In the last ten years, we’ve seen a big increase in the number of retailers interested in developing private label brands. This is largely attributed to the influx of Millennials into the consumer market. Millennials are more cost-conscious than brand loyal, so retailers across the continent are investing more of their time and marketing dollars in their private label brands. This is good news for private labelers across the board, whether you’re using your own label in stores or helping retailers create a private label brand.
Tips for Private Labelers
Our family has been private labeling for retailers for 60+ years, so if you’re considering a fresh start for your private label business in the retail world here are a few things to keep in mind.
- Packaging & Labeling
The packaging and design of a product are always important, especially when your private-label agreement is with a retailer. You may find it prudent to offer a display of what your product can do for retailers. If you have a consumer product, take time to package your product so it sells itself. You could also provide a diagram of what complementary products yours should be displayed next to on retail shelves.
- Contract Manufacturing
You’ll be responsible for providing the product in a private label agreement, either by making the product yourself or by contracting a manufacturer make it. Unless you’re already manufacturing products, we recommend starting by contracting a manufacturer to ensure that the agreement with the retailer gets off to a good start. You can switch to your own manufacturing operation once sales are secure and your margins are lower.
- Understand the Competition
Retailers typically develop private label products for competitive reasons. To sell the concept effectively, you should know your target retailer’s competitors and how your product will increase their competitive edge. When you approach a company with a private label proposal, show them how and why their target customers need (and will ultimately love) your product. Try using surveys or interviews with potential customers to help reinforce your point.
- Keep the Quality High
Thirty years ago there was a distinct gap quality between private label and national brand product. By national brand we mean those incredibly well-known name-brands you see throughout stores in the States, like Heinz Ketchup, Q-Tip cotton swabs, Kleenex tissues, Campbell’s soup, or Huggies Diapers. Today, that quality gap has narrowed to the point that private label products now have a consistently high quality across product categories, making them serious competitors for national brands.

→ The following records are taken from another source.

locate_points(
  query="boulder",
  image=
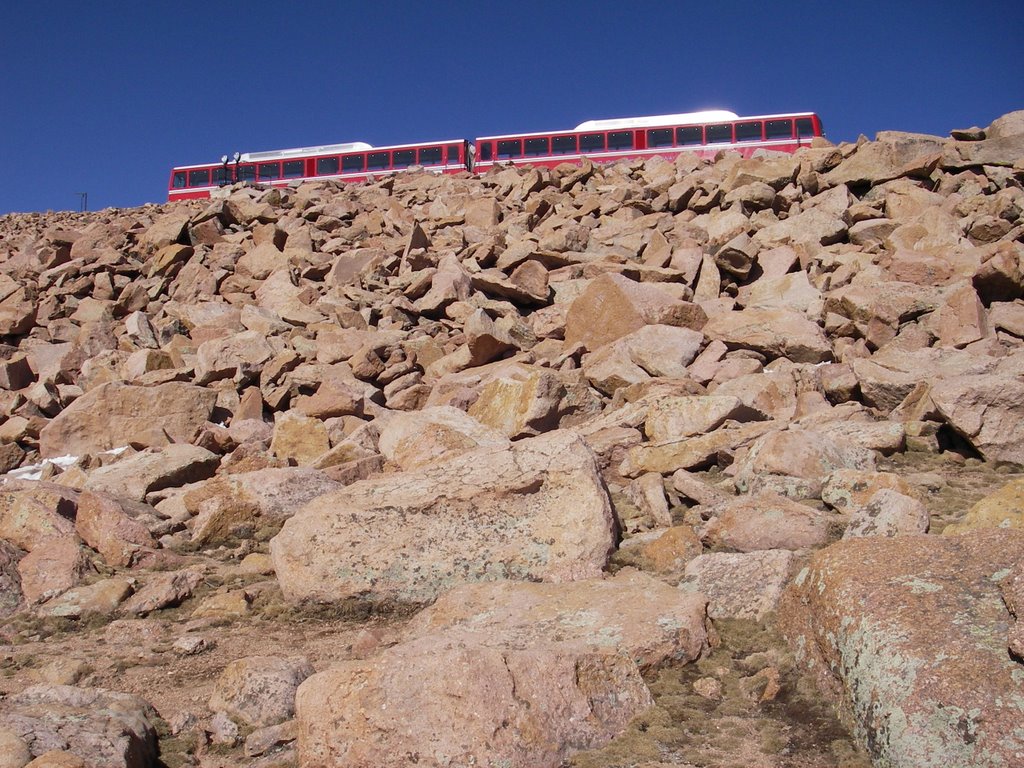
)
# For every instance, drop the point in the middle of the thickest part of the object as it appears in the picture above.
(798, 462)
(11, 599)
(101, 727)
(763, 521)
(612, 306)
(258, 691)
(740, 585)
(676, 418)
(515, 707)
(135, 476)
(32, 512)
(52, 567)
(987, 411)
(631, 612)
(104, 523)
(239, 505)
(432, 434)
(774, 333)
(889, 513)
(114, 415)
(520, 406)
(536, 510)
(1000, 509)
(297, 438)
(908, 635)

This is good news for private labelers because the more high-quality private label products are on the shelves, the more readily consumers will choose those products over the higher-priced name brands. All that being said, make sure you invest in product improvements for the items you’re private labeling for retailers. This helps enhance your brand’s perceived superiority, provides the basis for informative and provocative advertising, increases the brand’s sustainable price premium over the competition, and raises the costs to private label imitators who are constantly forced to play catch-up.
- Consider Developing a Premium Line
Several innovative retailers in North America have shown the rest of the private label world how to develop a private label line that delivers quality superior to that of national brands, and you can learn a lot from the example they’ve set.

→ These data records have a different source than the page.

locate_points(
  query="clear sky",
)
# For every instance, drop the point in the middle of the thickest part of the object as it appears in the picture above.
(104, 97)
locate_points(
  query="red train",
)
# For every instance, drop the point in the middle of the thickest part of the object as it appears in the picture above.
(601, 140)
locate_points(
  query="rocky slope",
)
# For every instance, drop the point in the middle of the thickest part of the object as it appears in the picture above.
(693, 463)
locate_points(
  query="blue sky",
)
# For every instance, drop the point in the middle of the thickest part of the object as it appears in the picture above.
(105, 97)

Let’s look at President’s Choice as an example. Parent company Loblaw (which has thousands of grocery stores across the country) has developed this premium private label brand of 1,500 items, which includes the leading chocolate-chip cookie sold in Canada. As a result of careful, worldwide procurement, Loblaw has squeeze Canada’s national brands between its top-of-the-line President’s Choice label and their regular Loblaw private label line. And President’s Choice has even expanded beyond Loblaws’ store boundaries — fifteen grocery chains in the States now sell President’s Choice products as a premium private label line.
Private labeling for retail stores across the country may seem like a giant leap from where you’re at now, but what if, in a few months or years you hit a ceiling with Amazon and start dreaming about life beyond an online marketplace?
We want to help you create a business that can not only survive, but thrives beyond an Amazon listing. There’s no doubt that private label brands are in the midst of a major retail transformation, which is creating incredible opportunities for private label businesses.
In other words, Amazon is simply a stepping stone to a bigger reality for your business.